In the west of Ethiopia, just before the border with Sudan, one of the largest dams in the world is nearing completion: the Grand Renaissance Dam. The gigantic construction is Ethiopia’s prestigious project, it is to build up the Blue Nile to a more than 250 kilometers long lake. Ethiopia wants to boost its economy by exporting huge amounts of electricity. But criticism and disadvantages have been ignored: The farmers in the area have to give way, Sudan and Egypt fear for their drinking water.
Huge cranes lift concrete and steel mats up. Flocks of construction workers hammer, saw and weld at a huge dam wall. It should be almost two kilometers long and 150 meters high.
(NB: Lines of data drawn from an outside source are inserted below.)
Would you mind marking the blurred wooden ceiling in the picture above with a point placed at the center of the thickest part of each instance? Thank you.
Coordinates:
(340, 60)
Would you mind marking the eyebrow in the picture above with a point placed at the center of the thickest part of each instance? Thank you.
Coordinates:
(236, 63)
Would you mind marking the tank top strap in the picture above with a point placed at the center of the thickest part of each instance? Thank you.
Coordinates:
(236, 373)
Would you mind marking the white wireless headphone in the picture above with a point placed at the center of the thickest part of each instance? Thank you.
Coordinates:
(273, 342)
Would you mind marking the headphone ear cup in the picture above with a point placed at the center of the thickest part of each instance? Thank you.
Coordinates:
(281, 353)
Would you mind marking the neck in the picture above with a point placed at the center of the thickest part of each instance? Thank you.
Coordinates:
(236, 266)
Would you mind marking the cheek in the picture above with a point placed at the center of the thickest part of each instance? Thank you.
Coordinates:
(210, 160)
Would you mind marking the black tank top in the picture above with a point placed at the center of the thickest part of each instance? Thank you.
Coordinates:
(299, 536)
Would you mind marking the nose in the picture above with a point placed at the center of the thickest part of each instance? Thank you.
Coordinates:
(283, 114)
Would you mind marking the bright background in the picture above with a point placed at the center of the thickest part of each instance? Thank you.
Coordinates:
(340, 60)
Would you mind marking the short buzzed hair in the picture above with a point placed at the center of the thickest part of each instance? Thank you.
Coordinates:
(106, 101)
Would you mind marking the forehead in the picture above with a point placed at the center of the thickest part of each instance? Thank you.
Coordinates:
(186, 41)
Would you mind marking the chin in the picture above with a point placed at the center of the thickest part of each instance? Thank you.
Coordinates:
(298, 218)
In the barren west of Ethiopia, about 25 kilometers from the border with Sudan, the Grand Renaissance Dam, the largest dam in Africa, is being built. Project manager Simegnew Bekele enthuses, “It’s going well and is driving us all together, the whole nation is hanging on this dam, it’s our flagship project.”
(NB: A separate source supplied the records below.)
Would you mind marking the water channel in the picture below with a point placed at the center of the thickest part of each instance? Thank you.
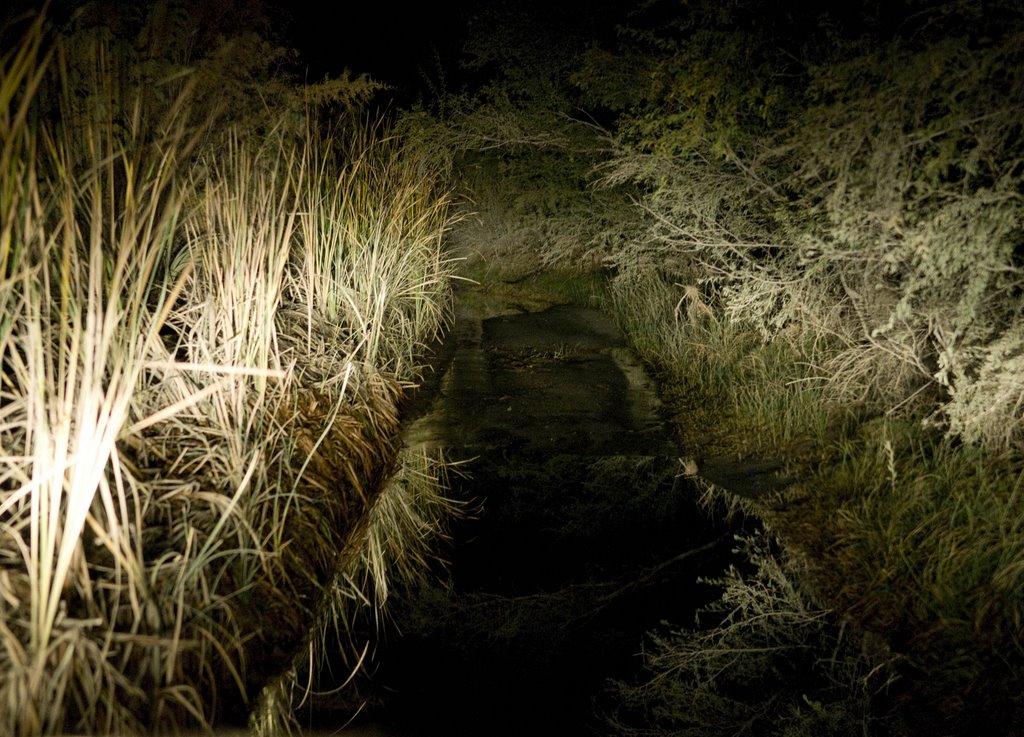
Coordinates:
(584, 534)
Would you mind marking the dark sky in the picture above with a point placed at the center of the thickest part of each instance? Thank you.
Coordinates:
(389, 43)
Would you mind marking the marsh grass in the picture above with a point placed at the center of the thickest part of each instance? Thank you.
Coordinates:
(182, 458)
(926, 549)
(758, 396)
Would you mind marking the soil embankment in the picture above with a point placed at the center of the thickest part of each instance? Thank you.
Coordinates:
(585, 532)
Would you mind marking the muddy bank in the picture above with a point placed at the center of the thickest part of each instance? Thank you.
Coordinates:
(584, 533)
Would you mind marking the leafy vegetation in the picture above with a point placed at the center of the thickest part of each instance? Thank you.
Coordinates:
(809, 219)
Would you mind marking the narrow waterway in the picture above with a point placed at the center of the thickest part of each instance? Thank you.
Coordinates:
(584, 534)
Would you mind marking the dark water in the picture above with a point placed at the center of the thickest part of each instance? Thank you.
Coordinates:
(585, 536)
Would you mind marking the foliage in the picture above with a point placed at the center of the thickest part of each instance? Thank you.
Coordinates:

The huge construction site attracts onlookers from all over the country. Sabla Beyene has taken extra vacation for the endless car tour of Addis Ababa: “It is a big thing when the land is transformed: from someone who gets help to someone who can give help Ethiopia will be able to help ourselves and others by selling the electricity, we are not begging from other countries, in the future the others will come to us.”
The hydropower plant on the dam is expected to produce 6,000 megawatts of electricity – more than enough for all of Ethiopia and its plans for industrialization and growth. This will benefit all of East Africa, Simegnev Bekele is convinced: “This project is a tool in the fight against poverty to improve our lives and livelihoods, ultimately it will benefit us all.”
Ethiopia’s neighbors are very different. Eventually, the mega-dam will dam the Blue Nile, which provides a whopping 86 percent of the Nile, and is vital to Sudan and, above all, Egypt. “We do not want to attack anyone, for whatever reason, but we’ll take serious action to save every drop of Nile water, every single drop,” said Egypt’s then-president Mohammed Mursi in 2013.
The Nile and its waters are hotly contested. Decades of old treaties accede to Sudan and Egypt around 90 percent, but the countries on the upper reaches do not want to accept this anymore.
Yilma Seleshi leads the negotiations for the operation of the dam for Ethiopia. He assures: “Ethiopia has no intention of harming the countries downstream – neither Egypt nor Sudan – we just want our rights: the fair and reasonable use of the Nile.”
Nearly 10,000 people work around the clock and seven days a week at the dam construction site. Actually, GERD, as the dam is called shortly, should be finished this year. But the construction is delayed. It will be some time before the Nile can actually be dammed, Ethiopia’s Minister of Water Alemayehu Tegenu explains: “One does not fill a reservoir in one day, but over a long period of time, which is called progressive filling. We are not greedy.”
It will take six to seven years for the Nile Valley to disappear under a huge lake, 250 kilometers long, three times the size of Lake Constance. An estimated 20,000 people on the riverbank have to be relocated. “There is also good farmland there, but there is another problem: we also have a lot of livestock and in the new village there is no water for the herds, but the government said we had to go,” Mohammed Alfeki complains.
The prestige project has cost all Ethiopians a lot – in the form of non-voluntary donations, said Alemayehu Tegenu, Minister of Water: “We are not dependent on international donors, we finance ourselves. The Grand Renaissance dam is being paid by the Ethiopians and the Ethiopian government.”
Ethiopia had little choice: international loans for the five-billion-dollar construction did not exist – because of the political dispute over the Nile water. The threatens now to escalate again: The negotiations on GERD burst in early November. Nobody knows exactly how to proceed, but the Egyptian parliament has reiterated what President Mursi has already emphasized: Egypt is not prepared to give up a single drop of water.